Telecoms to cut fixed-line termination rates by up to 90%
Termination charges for phone calls that connect to fixed-line phones, or wholesale rates, are to be cut by 70-90 per cent, starting next month.
A reduction in termination rates is expected to lead to cheaper phone calls for subscribers.
The largest fixed-line provider, Flow Jamaica, earned $5.08 billion in revenues over nine months ending December 2016 from termination services, its latest disaggregated financials show.
The telecoms, however, said it needed time to study the impact of the rate reduction outlined in a new determination notice from the utilities regulator.
"We are currently reviewing the document which was just published. Any comment at this time would be premature pending the completion of our internal exercise," said Kayon Wallace, director of corporate communications and stakeholder management at Flow Jamaica.
Digicel had a similar reaction.
"Digicel is still evaluating the impact of the decision on its business and on the wider market," said Digicel Jamaica head of communications, Elon Parkinson.
Rates will glide to lower levels over a three-year period starting next month, according to a directive issued by the Office of Utilities Regulation (OUR) on Wednesday.
In its Cost Model for Fixed Termination Rates - The Decision on Rates, the OUR said it is aiming for a more cost-based service, using long-run incremental cost, or LRIC, modelling.
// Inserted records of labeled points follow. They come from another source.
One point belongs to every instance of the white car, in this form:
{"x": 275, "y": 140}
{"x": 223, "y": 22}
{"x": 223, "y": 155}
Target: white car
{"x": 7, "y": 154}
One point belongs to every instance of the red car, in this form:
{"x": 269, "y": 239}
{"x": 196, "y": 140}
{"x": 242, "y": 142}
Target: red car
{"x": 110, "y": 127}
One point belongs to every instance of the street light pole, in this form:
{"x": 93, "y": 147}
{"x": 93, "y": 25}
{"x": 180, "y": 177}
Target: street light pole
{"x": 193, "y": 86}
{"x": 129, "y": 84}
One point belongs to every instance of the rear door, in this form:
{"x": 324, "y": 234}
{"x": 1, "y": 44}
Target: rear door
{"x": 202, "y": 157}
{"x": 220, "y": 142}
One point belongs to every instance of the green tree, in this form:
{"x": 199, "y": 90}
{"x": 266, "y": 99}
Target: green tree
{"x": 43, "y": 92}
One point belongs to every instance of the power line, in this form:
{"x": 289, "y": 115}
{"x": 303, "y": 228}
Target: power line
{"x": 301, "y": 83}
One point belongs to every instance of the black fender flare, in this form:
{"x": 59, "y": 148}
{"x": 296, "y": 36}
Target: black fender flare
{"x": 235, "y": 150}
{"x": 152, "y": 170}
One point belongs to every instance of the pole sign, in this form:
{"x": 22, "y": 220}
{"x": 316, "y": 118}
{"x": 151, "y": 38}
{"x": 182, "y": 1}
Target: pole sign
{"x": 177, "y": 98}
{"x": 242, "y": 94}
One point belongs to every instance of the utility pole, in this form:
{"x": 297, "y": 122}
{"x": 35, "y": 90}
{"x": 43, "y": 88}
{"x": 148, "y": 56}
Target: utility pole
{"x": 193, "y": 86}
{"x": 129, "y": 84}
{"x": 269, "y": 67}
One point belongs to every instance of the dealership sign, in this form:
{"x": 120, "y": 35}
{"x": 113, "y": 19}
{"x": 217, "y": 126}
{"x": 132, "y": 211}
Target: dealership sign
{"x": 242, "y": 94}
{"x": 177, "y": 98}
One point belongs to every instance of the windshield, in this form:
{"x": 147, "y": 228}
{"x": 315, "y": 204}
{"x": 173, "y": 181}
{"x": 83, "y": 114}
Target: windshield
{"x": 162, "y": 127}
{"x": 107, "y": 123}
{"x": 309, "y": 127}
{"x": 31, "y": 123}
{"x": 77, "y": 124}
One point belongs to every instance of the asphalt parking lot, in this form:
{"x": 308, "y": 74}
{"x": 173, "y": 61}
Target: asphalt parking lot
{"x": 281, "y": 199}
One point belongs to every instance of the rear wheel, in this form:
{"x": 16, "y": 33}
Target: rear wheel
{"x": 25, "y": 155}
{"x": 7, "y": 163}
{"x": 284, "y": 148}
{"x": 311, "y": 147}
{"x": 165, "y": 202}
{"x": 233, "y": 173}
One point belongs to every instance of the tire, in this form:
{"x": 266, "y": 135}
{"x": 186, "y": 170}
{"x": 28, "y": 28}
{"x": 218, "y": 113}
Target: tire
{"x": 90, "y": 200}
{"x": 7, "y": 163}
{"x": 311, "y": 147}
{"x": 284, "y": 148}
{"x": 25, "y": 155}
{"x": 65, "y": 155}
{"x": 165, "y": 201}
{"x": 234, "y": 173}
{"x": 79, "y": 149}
It is a similar process that led the OUR to slash termination charges between mobile providers by more than two-thirds between 2012 and 2013.
At the time, peak retail prices between networks were over $14 per minute.
Starting July 1, the price of fixed-line termination charges will be adjusted as follows:
- Local call wholesale rates will drop from roughly $0.41 to $0.25 per minute next month to $0.09 by 2020;
- National calls would drop from on average $1.15 per minute to $0.62 next month to $0.10;
- International rates would fall from roughly $1.45 to $0.77 next month to $0.10 per minute.
The determination follows industry consultations that began in 2015.
"In its deliberations regarding the implementation of a glide path, the OUR took note of the significant differences found between the current rates and the Pure LRIC rates and the impact that the immediate reduction of the rates to the Pure LRIC level would have on Cable &Wireless Jamaica (C&WJ) revenues," stated the regulator in the 64-page document.
C&WJ trades as Flow Jamaica.
"The first step of the glide path for fixed termination rates becomes effective on July 1, 2017, and remains in effect until December 31, 2017. The second step will become effective on January 1, 2018," the OUR said.
Its report also includes reductions on a raft of other termination rates on special services - such as call centres, toll free and weather services - from 2017 to 2020.
The bulk of the fixed-line customers are on Flow's network, at 221,000 active customers up to December 2016, according to information published by its parent company, Liberty Global. The number of fixed-line customers held by Digicel is unknown.
The OUR determination notice, however, appears to affect Flow rather than Digicel Jamaica's network. That's based on the legacy strength of Flow's fixed-line business and the OUR mandate to monitor issues of market leadership.